Understood, but I'm not sure you got the sense of what I meant when I was talking about The Pact.
I don't think the Pact is prioritizing one class over another - for example, IT over Engineer.
Again, I think the Pact is very similar to, and perhaps patterned after, the Little Red Book and its aphorisms.
The purpose and intent of Maoism and Communism was to create a great Levelling (in fact, that's what the philosophy was originally called in England before Marx: the Levellers) where all the specialized industrial and agricultural classes were essentially regarded as equal contributors to the nation, and where the elected 'chairmen' were of the people and for the people.
That was the purpose. The practice is very different in the sense that real Communism cannot actually exist on a large scale, not even on a scale of a society of 10,000 people. I doubt there was any kibbutz or kolkhoz that was even that big?. (The only exception has been Rojava, and we've seen that precious experiment is only as strong as the invading Turkish army who could wipe it out within a few months.)
What actually happens is that you get a class of bureaucrats at the top who accrue power and are then entrenched, and then they begin to squabble amongst themselves rather than act as one for the good of the community.

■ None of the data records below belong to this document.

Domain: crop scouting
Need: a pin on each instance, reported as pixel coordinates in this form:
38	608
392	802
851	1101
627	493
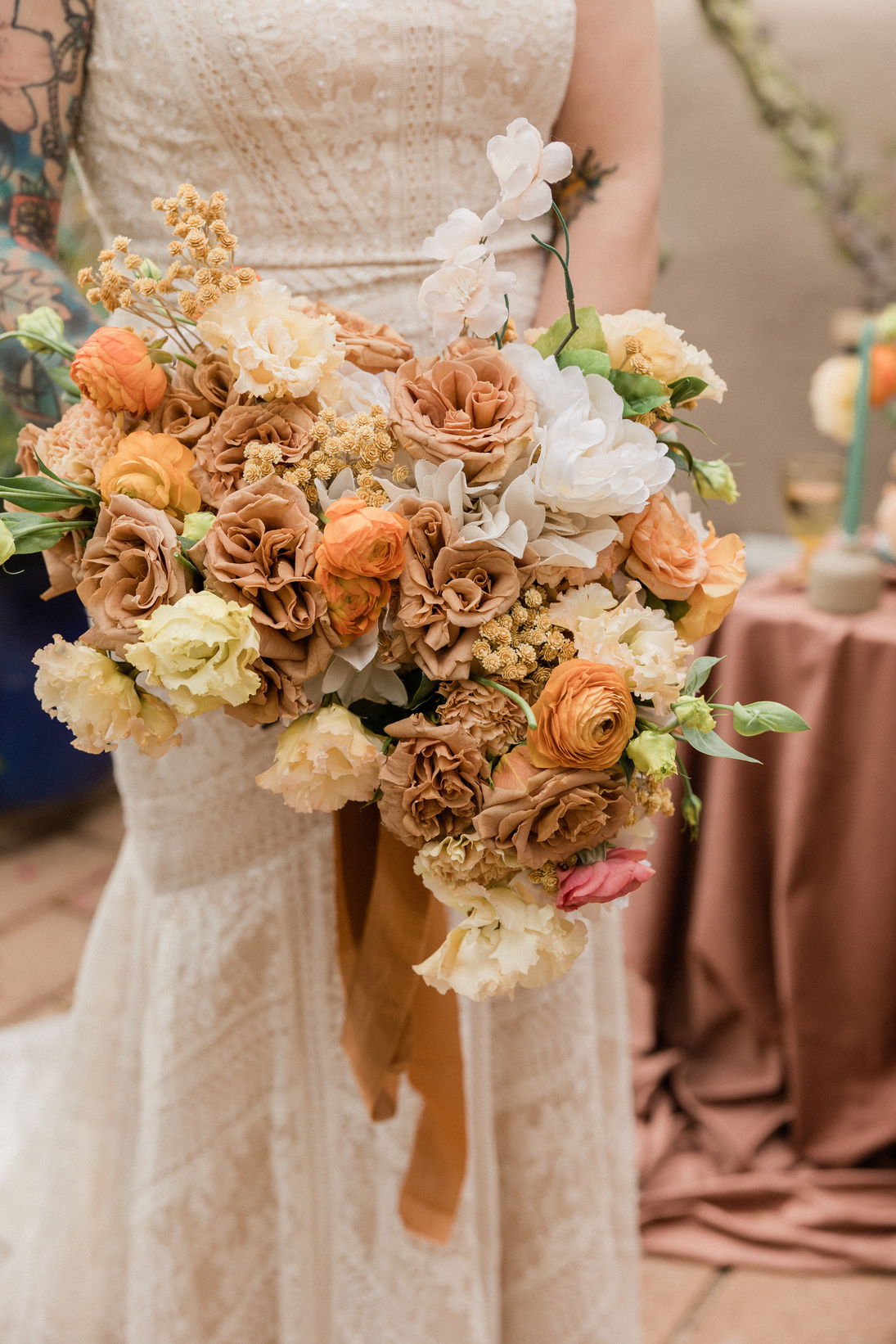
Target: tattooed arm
43	46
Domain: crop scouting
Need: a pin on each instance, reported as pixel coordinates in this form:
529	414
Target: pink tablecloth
764	963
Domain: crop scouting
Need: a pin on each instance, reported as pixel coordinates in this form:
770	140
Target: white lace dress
184	1157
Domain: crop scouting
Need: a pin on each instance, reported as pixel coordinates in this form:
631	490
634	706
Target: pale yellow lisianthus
326	760
274	347
90	692
200	649
506	941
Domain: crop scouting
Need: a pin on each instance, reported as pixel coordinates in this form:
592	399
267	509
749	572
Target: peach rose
475	408
584	718
667	555
353	605
115	370
715	597
153	468
362	540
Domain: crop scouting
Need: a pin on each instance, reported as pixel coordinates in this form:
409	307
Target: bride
184	1157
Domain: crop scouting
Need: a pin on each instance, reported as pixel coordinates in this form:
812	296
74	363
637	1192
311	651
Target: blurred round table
764	961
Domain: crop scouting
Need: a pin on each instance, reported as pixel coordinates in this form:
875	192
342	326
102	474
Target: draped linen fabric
764	963
196	1161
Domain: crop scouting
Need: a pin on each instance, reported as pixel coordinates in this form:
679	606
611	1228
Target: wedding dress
184	1157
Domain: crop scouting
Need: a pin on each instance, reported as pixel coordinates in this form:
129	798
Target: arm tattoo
46	43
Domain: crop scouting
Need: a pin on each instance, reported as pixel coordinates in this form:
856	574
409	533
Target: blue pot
38	762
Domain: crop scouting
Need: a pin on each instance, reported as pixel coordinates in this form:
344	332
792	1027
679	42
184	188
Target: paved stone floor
48	890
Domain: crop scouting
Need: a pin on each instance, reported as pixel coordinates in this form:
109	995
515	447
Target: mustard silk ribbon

The principles of The Pact try to prevent this from happening, but they really can't.
So what you wind up with, almost no matter what, is a situation where the IT apparatchiks at the top lord over the mechanical workers at the bottom. Theoretically, the mechanicals could then go on strike if their rights aren't respected, but in reality what happens is that the bureaucrats send down a repressive army (the Raiders) to force them back in line.
None of what you see in Silo is reinventing the wheel in any way whatsoever - the plot replicates what happens when you implement a system which on its surface seems egalitarian and mutually beneficial but in practice becomes authoritarian and oppressive because of human nature.
On another note, why doesn't the Silo have freight elevators? If its architects can design a spiral staircase which winds around a central shaft for more than 100 levels, then why isn't there simply a lever-and-pulley system in the middle of that shaft?